一方、Webサイトの閲覧についてさらに絞り込んだ調査をしてみると、おもしろい結果が見えてきました。たとえばQRコードとの組み合わせを見てみると、6~7割の生活者がQRコード付きのDMを受け取ったことがある、と回答していて、3~4割の方は実際にQRコードを経由してWebサイトを閲覧したことがあると答えています。
松本:たとえば住宅展示場などではリアルな場に集客することができなくなって、QRコードを用いてWeb上に集客するケースも増えているようですね。
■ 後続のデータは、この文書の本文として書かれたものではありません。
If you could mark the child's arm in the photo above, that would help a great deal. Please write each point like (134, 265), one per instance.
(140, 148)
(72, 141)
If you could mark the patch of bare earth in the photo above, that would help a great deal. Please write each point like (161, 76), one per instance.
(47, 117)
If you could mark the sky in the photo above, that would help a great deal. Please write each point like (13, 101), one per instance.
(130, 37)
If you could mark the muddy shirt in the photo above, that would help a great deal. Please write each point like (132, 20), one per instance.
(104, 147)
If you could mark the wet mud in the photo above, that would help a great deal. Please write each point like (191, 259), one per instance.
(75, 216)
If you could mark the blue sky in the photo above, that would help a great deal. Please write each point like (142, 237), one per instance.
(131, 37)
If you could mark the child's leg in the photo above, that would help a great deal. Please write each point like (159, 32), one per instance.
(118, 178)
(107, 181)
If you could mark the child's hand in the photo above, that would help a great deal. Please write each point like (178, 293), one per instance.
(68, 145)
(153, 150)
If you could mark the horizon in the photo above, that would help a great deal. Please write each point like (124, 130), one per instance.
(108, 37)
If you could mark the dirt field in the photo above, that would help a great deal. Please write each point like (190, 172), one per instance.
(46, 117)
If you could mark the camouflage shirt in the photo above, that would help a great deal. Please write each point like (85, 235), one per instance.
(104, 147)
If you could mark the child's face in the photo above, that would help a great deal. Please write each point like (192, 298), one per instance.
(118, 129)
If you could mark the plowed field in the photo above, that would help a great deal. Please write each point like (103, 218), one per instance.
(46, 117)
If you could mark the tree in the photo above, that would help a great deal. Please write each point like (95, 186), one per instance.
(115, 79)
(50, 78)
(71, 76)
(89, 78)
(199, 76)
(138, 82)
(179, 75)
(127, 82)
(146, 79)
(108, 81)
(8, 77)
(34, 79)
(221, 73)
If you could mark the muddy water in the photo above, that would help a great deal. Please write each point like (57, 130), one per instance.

――昨今オムニチャネル戦略に力を入れる企業も増えていますが、DMはメールマガジンや電話など他のメディアなどとどのように組み合わせて活用されているのでしょうか。
松本:多種多様な施策が組み合わせられていますが、多いのは、ポスティング広告、SNSでの広告、店内・店頭の広告やPOPなどですね。特にポスティング広告とSNS広告については、新規顧客を獲得する目的で、DMと組み合わせられているケースが多いです。
松本:続いて、企業に施策実施の満足度を聞いたところ、DM×通販カタログ、DM×ラジオ広告、それからDM×ライブ配信サービスの広告(ツイキャスなど)が高い結果となりました。特にライブ配信サービスとの組み合わせは、8割以上の企業が、施策の実施に関して「満足」と答えています。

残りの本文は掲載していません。